I opened a back issue of the Pennsylvania Game News the other day and was immediately confronted with an article on Deer Harvest Numbers. I wondered — how did this word “harvest” come into practice as a reference to hunting and fishing?
Isn’t it disrespectful to wild animals to imply that we sow and reap them as predictably as farmers sow and reap crops? Game animals are not bales of wheat or bushels of beans that we plant and harvest as mindless fruits and vegetables. They are living beings in a parallel universe to our own, and their superior senses and instincts make them worthy adversaries to those of us who actively participate in the food chain.
Perhaps the term harvest arrived with our put-and-take approach to pen-raised pheasants and hatchery-reared stocked trout. But those bird and fish species could survive in the wild as successfully as ruffed grouse, wild turkeys, black bears, and white-tailed deer given the right habitat and ecology. It wasn’t that many years ago that wild ringnecks roamed Pennsylvania, and wild trout thrive in the state to this day.
I think, instead, that certain terms have gained prominence as euphemisms in a politically-correct society that shuns frank discussion of killing and eating animals. We’re afraid to say “I shot a deer” or “I killed and ate a walleye,” so we use softer words like “harvest.”
I’m not alone in this attitude, by the way. One of our late great American outdoor writers, Edward Abbey, disdained the use of the term “harvest” and wrote of its distastefulness more than 20 years ago. Following is an excerpt from an essay of Abbey’s that appeared in the outdoors anthology A Hunter’s Heart:
“Where did the ugly term ‘harvesting’ come from? To speak of harvesting other living creatures, whether deer or elk or birds or cottontail rabbits, as if they were no more than a crop, exposes the meanest, cruelest, most narrow and homocentric of possible human attitudes toward the life that surrounds us. The word reveals the pervasive influence of utilitarian economics in the modern mind-set; and of all the sciences, economics is the most crude and obtuse as well as dismal. Such doctrine insults and violates both humanity and life, and humanity will be, already is, the victim of it.”
I also don’t like to apply the term “sport” to hunting and fishing, and I don’t believe in outdoors competition. I know this column appears in the sports pages and my editor is the sports editor, and I recognize the fact that outdoors people call themselves sportsmen and sportswomen and their organizations sportsmen’s clubs, but I don’t buy in.

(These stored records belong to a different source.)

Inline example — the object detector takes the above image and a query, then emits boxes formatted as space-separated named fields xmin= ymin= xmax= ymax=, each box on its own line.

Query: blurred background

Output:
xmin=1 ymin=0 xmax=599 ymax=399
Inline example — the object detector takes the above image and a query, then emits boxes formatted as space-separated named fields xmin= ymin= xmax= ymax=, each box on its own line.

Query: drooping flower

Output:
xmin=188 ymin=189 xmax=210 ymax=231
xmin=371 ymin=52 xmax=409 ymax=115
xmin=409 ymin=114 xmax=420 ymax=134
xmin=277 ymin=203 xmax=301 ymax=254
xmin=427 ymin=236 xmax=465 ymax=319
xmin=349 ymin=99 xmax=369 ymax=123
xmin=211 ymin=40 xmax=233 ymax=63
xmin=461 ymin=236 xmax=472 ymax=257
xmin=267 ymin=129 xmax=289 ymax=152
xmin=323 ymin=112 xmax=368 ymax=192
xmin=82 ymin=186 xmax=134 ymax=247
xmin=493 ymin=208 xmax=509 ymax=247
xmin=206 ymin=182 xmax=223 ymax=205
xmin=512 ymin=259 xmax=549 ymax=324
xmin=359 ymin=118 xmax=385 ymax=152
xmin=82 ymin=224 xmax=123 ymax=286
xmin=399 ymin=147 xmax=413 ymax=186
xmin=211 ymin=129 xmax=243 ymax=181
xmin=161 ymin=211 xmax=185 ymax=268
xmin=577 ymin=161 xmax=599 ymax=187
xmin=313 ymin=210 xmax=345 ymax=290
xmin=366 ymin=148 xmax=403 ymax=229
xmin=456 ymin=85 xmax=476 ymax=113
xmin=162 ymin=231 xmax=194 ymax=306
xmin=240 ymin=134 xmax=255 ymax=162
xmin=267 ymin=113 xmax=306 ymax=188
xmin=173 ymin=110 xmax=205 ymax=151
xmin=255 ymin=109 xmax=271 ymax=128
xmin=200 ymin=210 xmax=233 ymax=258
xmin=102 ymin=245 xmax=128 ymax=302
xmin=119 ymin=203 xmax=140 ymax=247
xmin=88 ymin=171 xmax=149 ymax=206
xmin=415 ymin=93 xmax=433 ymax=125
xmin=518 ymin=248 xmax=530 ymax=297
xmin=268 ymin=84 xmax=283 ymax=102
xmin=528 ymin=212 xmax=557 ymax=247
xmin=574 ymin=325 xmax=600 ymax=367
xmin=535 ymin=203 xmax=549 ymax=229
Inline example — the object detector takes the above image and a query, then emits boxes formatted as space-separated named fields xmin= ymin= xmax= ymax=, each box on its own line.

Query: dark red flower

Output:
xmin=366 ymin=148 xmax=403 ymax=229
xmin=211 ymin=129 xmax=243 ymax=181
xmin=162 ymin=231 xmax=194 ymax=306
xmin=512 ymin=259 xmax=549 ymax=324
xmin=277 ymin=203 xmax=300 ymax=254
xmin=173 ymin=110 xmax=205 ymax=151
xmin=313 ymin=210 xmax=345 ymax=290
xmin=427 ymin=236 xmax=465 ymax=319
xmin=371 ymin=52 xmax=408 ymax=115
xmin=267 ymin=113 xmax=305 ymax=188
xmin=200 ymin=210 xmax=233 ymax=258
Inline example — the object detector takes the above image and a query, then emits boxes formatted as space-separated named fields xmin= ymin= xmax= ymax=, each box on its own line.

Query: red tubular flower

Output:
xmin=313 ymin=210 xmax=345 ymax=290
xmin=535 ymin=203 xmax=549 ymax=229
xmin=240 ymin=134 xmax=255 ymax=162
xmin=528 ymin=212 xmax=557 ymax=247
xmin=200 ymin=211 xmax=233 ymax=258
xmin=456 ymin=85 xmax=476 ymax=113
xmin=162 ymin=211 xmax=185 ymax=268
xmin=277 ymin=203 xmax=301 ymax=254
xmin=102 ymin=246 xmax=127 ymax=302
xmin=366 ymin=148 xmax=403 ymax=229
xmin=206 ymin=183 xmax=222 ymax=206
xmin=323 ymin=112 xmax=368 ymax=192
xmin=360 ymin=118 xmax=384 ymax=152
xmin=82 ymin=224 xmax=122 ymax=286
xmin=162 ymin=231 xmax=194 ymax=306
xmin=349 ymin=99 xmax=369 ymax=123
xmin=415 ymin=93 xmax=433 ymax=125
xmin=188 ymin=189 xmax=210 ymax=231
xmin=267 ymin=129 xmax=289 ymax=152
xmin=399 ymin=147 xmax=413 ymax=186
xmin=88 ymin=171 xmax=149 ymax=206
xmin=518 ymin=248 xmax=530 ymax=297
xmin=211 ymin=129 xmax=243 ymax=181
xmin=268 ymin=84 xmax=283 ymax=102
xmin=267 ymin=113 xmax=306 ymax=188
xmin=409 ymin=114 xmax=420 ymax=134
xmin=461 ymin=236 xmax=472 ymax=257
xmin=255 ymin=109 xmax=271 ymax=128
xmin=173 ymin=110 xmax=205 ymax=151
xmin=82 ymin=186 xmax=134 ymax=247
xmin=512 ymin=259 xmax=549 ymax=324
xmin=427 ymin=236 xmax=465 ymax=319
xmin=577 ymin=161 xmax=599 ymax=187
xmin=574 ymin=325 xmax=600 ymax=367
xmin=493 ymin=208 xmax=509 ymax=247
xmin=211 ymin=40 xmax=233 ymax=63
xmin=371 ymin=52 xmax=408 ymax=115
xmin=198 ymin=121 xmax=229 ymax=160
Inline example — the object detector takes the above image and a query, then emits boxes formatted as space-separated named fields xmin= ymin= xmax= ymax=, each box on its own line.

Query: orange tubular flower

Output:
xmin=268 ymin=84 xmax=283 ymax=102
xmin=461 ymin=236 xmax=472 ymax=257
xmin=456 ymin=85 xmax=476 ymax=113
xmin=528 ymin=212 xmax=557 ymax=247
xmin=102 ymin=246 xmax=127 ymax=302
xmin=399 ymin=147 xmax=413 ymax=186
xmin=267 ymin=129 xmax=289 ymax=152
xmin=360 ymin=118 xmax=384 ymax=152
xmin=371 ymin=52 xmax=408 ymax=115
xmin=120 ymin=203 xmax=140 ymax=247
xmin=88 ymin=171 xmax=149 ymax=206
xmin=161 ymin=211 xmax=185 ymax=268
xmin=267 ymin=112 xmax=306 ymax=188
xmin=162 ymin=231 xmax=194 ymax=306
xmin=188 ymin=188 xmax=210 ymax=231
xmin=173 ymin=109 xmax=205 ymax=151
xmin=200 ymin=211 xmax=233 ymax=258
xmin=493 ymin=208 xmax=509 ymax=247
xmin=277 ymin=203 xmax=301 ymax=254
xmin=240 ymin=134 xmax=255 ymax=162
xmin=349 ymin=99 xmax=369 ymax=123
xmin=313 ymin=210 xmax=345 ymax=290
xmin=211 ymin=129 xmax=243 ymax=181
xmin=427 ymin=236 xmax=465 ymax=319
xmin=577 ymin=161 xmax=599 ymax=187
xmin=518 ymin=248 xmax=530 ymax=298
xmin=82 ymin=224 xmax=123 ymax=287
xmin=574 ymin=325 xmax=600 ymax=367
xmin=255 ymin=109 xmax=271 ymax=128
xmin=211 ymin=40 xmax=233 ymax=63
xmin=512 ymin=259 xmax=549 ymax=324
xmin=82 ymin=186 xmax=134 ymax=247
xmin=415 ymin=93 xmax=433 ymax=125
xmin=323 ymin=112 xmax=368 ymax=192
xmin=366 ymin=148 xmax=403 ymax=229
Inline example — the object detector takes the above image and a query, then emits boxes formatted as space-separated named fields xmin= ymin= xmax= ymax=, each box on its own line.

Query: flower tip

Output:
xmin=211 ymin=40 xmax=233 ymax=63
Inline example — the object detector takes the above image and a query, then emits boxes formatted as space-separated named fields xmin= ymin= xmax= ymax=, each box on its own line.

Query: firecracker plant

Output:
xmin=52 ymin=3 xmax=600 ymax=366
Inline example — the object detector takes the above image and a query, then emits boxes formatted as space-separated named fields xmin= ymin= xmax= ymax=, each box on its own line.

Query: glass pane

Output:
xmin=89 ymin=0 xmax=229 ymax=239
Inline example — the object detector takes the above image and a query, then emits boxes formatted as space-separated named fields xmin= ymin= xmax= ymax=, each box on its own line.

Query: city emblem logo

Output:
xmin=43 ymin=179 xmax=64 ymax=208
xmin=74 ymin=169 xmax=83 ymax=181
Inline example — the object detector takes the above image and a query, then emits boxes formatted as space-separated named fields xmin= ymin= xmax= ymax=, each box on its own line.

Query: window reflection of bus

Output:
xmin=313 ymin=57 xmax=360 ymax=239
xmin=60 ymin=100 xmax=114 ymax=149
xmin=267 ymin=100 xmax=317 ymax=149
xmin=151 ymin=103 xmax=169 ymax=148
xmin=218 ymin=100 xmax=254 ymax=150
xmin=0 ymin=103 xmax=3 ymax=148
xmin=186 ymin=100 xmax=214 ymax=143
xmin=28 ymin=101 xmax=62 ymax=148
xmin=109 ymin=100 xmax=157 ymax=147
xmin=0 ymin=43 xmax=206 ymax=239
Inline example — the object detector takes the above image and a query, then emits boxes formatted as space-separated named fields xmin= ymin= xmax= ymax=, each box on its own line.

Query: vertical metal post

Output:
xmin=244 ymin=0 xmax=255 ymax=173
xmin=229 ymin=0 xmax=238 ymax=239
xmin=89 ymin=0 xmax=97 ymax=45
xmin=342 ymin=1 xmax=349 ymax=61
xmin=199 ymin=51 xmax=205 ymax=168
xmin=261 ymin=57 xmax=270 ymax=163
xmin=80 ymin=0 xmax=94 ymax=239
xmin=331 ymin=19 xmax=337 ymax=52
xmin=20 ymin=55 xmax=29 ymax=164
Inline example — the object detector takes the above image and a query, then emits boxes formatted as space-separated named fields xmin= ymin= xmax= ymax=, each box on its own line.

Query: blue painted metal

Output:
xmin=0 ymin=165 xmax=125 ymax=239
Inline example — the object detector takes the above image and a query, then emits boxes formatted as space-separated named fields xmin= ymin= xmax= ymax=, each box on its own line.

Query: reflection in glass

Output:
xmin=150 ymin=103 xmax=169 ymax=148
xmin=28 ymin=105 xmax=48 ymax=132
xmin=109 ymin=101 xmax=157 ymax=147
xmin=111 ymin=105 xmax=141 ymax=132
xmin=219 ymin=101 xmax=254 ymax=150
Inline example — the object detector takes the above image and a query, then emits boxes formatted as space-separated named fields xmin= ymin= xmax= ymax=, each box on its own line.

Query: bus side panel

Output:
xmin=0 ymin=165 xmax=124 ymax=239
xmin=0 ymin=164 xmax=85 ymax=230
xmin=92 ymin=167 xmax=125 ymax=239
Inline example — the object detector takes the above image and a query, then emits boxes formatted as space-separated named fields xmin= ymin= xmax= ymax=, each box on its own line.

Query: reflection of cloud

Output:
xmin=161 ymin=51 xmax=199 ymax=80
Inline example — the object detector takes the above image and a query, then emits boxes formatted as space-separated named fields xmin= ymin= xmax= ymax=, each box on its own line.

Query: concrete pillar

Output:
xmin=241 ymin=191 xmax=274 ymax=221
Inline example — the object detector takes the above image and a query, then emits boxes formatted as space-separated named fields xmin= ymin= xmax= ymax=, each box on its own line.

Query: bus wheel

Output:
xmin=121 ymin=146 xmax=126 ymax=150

The outdoors is an entire full and rich way of life to me — far more important than the comparatively trivial competitive pastimes of football and golf — and it’s a means of getting away from the pressures of competition in the workplace and the material world. That’s why I don’t support big buck contests or bass tournaments or the Boone and Crockett scoring of “trophy” antlers. I don’t mind catching large trout and shooting big deer as a rewarding but tiny aspect of the overall outdoor experience, but I never want to make a sport of it. I do own one mounted deer head, but I consider it a memento, not a trophy.
A friend of mine, Jim Walker from Cincinnati, owns a speedboat that’s about 18 feet long and one foot tall with an outboard motor the size of a small truck. He uses it to race back and forth across lakes and rivers while vigorously competing in bass tournaments. Last summer I took him fishing for wild trout up in Warren County, where we strolled under the peaceful hemlocks and cast fly lines for brookies in the soothing riffles and quiet pools.
“Isn’t this better,” I asked Jim, “than tearing around a lake in a monster motorboat trying to catch one more big fish than the other guy?”
He looked at me and smiled. “I like to do both,” he said.
I shrugged. To each his own, I guess.